Given we already know the economy deteriorated further in the June quarter, this means Australia is in recession for the first time in nearly three decades.

It’s clear that Australia’s remarkable run of almost three decades of growth has ended on Scott Morrison and Josh Frydenberg’s watch, with hundreds of thousands more Australians already unemployed. 

It is absolutely disgraceful that in serious times like these the Treasurer has again delayed the Budget update, keeping Australians in the dark and trying to avoid scrutiny.

Today’s data shows the fires and initial impacts of the virus have accelerated longstanding economic challenges under the Liberals:

  • Quarterly growth is negative for the first time since the Queensland floods in 2011, following the slowdown in growth last quarter.
  • Annual growth has declined to 1.4 per cent, the weakest annual growth rate since 2000, and has been well below trend every quarter under Morrison and Frydenberg.
  • The domestic private economy contracted 1.1 per cent in the quarter, experienced the biggest annual fall in nearly 20 years and has flatlined or declined in every quarter under Morrison and Frydenberg.
  • Consumption growth went backwards by 1.1 per cent in the quarter and is down 0.2 per cent over the year – the biggest annual fall in nearly 60 years. 
  • Business investment continues to go backwards and is down 2.9 per cent over the year. As a percentage of nominal GDP it remains around its lowest level since the early 1990s recession.
  • Wages growth declined in the quarter, with quarterly growth in average compensation per employee contracting by 0.4 per cent.
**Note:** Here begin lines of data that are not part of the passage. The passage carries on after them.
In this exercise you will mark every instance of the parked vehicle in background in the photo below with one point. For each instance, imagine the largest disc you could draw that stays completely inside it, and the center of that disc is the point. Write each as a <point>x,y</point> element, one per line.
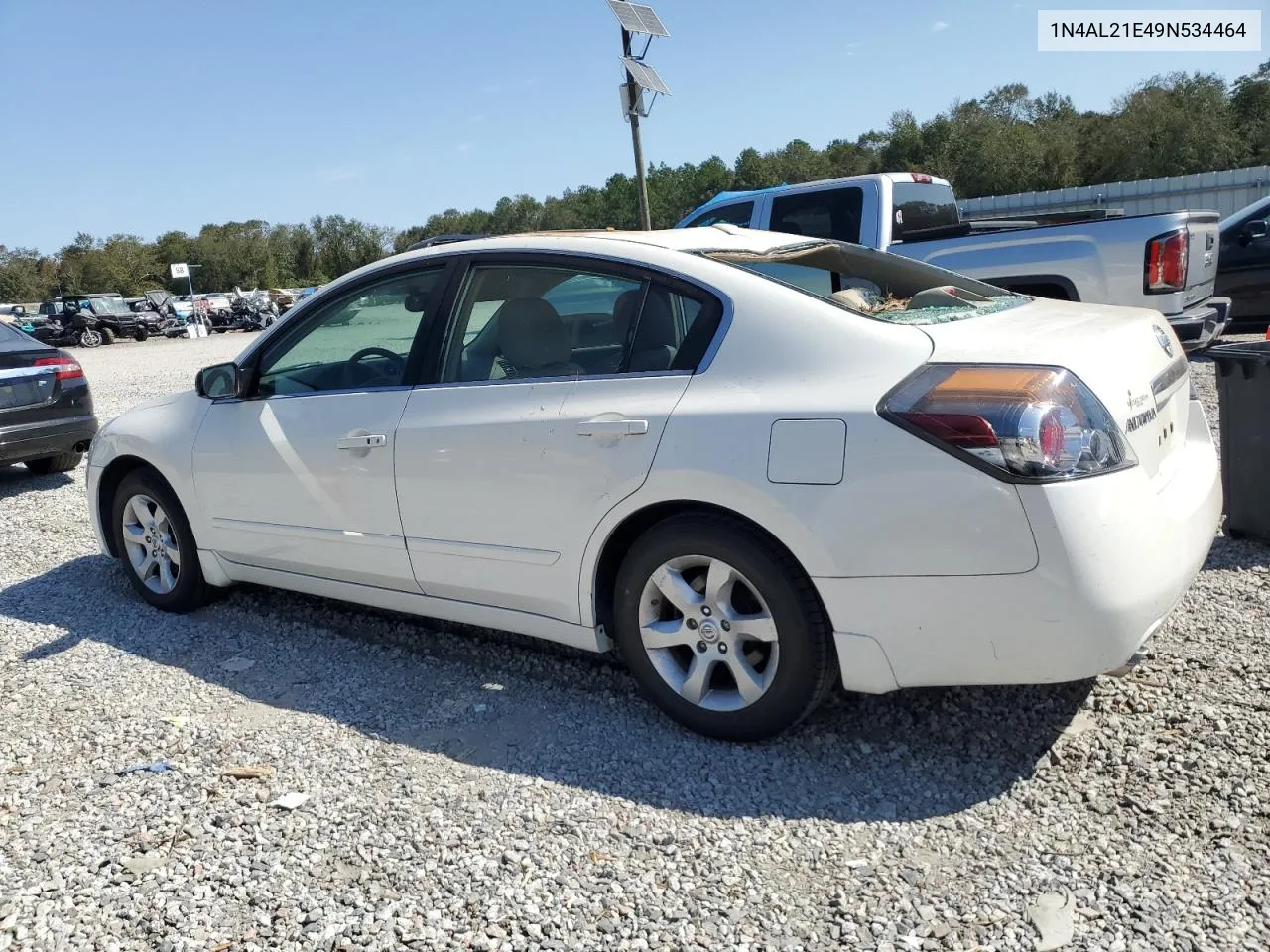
<point>46,407</point>
<point>66,327</point>
<point>114,317</point>
<point>1165,262</point>
<point>708,444</point>
<point>1243,270</point>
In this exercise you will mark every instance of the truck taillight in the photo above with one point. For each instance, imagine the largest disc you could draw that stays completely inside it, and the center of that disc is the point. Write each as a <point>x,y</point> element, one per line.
<point>1020,422</point>
<point>64,367</point>
<point>1166,263</point>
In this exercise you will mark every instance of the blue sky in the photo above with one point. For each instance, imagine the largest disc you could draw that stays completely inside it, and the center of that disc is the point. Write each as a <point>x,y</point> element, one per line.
<point>143,116</point>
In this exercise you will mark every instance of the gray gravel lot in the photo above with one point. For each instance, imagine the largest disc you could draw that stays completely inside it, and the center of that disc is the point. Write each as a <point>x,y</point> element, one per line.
<point>468,791</point>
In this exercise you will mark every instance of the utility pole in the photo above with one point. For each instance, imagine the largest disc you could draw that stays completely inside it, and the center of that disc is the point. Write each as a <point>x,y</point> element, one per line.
<point>633,93</point>
<point>639,18</point>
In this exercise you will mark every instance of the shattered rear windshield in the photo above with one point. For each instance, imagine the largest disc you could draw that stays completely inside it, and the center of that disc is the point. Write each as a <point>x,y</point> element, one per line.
<point>885,287</point>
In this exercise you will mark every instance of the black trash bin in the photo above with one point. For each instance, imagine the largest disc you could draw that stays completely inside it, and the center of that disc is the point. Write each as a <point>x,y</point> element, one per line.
<point>1243,397</point>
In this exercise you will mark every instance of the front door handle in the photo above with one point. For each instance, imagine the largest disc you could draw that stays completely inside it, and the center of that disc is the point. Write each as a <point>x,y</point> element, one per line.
<point>367,442</point>
<point>612,428</point>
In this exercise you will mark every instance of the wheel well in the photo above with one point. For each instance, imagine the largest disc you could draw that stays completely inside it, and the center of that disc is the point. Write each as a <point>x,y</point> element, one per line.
<point>116,472</point>
<point>635,525</point>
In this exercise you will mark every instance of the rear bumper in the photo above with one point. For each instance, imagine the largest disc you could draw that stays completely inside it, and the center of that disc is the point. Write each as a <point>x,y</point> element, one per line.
<point>33,440</point>
<point>1199,326</point>
<point>1116,555</point>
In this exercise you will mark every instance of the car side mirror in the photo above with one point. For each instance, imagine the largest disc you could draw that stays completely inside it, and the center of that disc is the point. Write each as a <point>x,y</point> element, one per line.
<point>220,380</point>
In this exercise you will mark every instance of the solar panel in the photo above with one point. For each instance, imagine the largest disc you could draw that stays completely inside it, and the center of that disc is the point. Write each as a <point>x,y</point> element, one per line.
<point>639,18</point>
<point>645,76</point>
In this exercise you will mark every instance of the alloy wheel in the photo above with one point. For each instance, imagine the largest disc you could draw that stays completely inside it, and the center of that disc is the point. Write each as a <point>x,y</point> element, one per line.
<point>708,634</point>
<point>151,544</point>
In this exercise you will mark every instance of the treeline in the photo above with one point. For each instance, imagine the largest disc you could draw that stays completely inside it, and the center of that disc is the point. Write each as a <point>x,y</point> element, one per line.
<point>1002,143</point>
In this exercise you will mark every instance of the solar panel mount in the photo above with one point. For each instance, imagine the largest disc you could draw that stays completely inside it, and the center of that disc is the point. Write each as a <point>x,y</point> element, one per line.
<point>638,18</point>
<point>645,76</point>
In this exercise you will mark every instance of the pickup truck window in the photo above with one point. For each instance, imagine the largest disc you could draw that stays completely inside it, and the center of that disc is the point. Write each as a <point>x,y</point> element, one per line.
<point>874,285</point>
<point>832,213</point>
<point>738,214</point>
<point>922,208</point>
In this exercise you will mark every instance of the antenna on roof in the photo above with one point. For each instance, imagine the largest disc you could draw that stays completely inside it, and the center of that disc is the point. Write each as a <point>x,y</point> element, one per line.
<point>639,18</point>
Nearly three decades of continuous growth was set up by Labor, defended by Labor when it was most at risk, and now ends under the Liberals as a consequence of this pandemic.

Too many Australians won’t “snap back” to work as we emerge from this crisis, with the Reserve Bank, IMF and private forecasters expecting unemployment to be higher for longer. 
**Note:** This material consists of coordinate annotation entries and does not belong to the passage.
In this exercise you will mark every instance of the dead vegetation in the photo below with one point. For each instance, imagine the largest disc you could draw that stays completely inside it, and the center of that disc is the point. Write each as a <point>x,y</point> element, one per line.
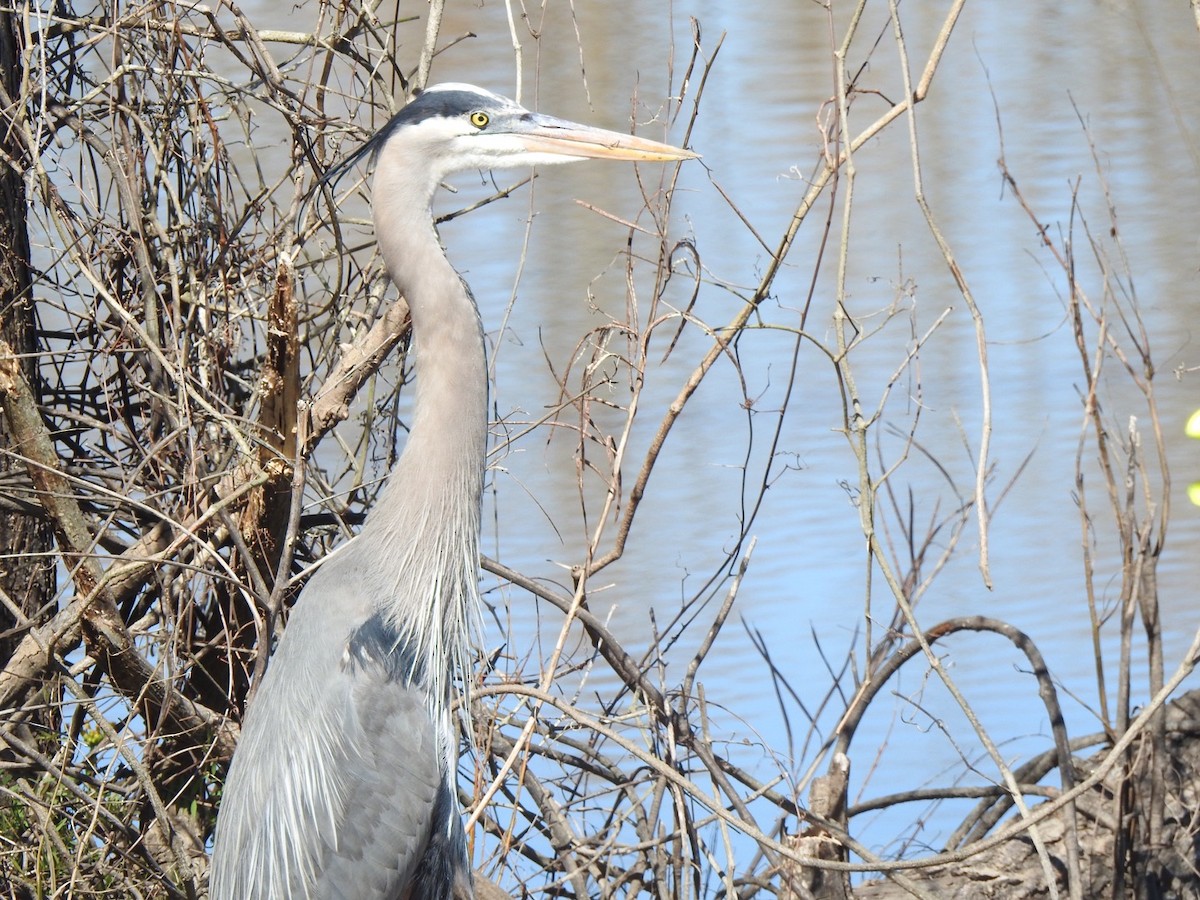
<point>195,412</point>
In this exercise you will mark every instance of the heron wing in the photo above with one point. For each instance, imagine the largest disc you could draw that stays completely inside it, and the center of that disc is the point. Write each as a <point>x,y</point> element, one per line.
<point>391,775</point>
<point>339,787</point>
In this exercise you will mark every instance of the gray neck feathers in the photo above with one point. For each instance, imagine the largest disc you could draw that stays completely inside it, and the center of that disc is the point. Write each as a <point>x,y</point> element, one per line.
<point>424,531</point>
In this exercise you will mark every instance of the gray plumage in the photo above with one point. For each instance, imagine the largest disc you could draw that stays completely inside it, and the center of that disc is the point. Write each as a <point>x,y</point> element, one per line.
<point>343,784</point>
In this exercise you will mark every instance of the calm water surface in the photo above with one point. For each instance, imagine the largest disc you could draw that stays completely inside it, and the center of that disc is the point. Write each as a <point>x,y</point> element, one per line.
<point>1121,75</point>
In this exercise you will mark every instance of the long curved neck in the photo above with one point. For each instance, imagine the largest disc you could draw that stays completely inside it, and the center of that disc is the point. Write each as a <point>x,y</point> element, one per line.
<point>425,526</point>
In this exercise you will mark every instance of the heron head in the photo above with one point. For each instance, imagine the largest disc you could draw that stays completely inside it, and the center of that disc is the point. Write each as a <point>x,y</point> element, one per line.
<point>456,127</point>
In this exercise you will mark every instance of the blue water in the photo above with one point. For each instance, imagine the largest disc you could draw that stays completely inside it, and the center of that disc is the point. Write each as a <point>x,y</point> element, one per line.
<point>1066,82</point>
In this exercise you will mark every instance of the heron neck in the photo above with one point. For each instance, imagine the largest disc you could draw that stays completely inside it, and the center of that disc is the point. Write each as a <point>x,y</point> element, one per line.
<point>425,526</point>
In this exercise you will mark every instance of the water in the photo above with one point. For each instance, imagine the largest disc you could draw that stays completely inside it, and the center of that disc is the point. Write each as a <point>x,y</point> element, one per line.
<point>1066,81</point>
For seven years, the Liberals have not done enough to safeguard our economy from external shocks or make our economy strong, inclusive or sustainable enough. 

The pandemic might have arrived without warning but longstanding weakness in the economy did not.

Even before the devastating fires and virus outbreak, annual growth was already well-below trend, consumption was weak, business investment had fallen, underemployment and household debt hit record highs, wages growth hit record lows, and debt had more than doubled.

The Liberals now preside over the biggest budget blunder in Australia’s history, the first recession in three decades, record debt, and hundreds of thousands more Australians unemployed or left behind. 

Their failures to implement key programs properly will make the downturn worse than it needs to be, the unemployment queues longer, and the recovery more difficult.

Australians desperately need an effective, well-executed response to this crisis, and a plan that bolsters the recovery and sets Australia up for the future.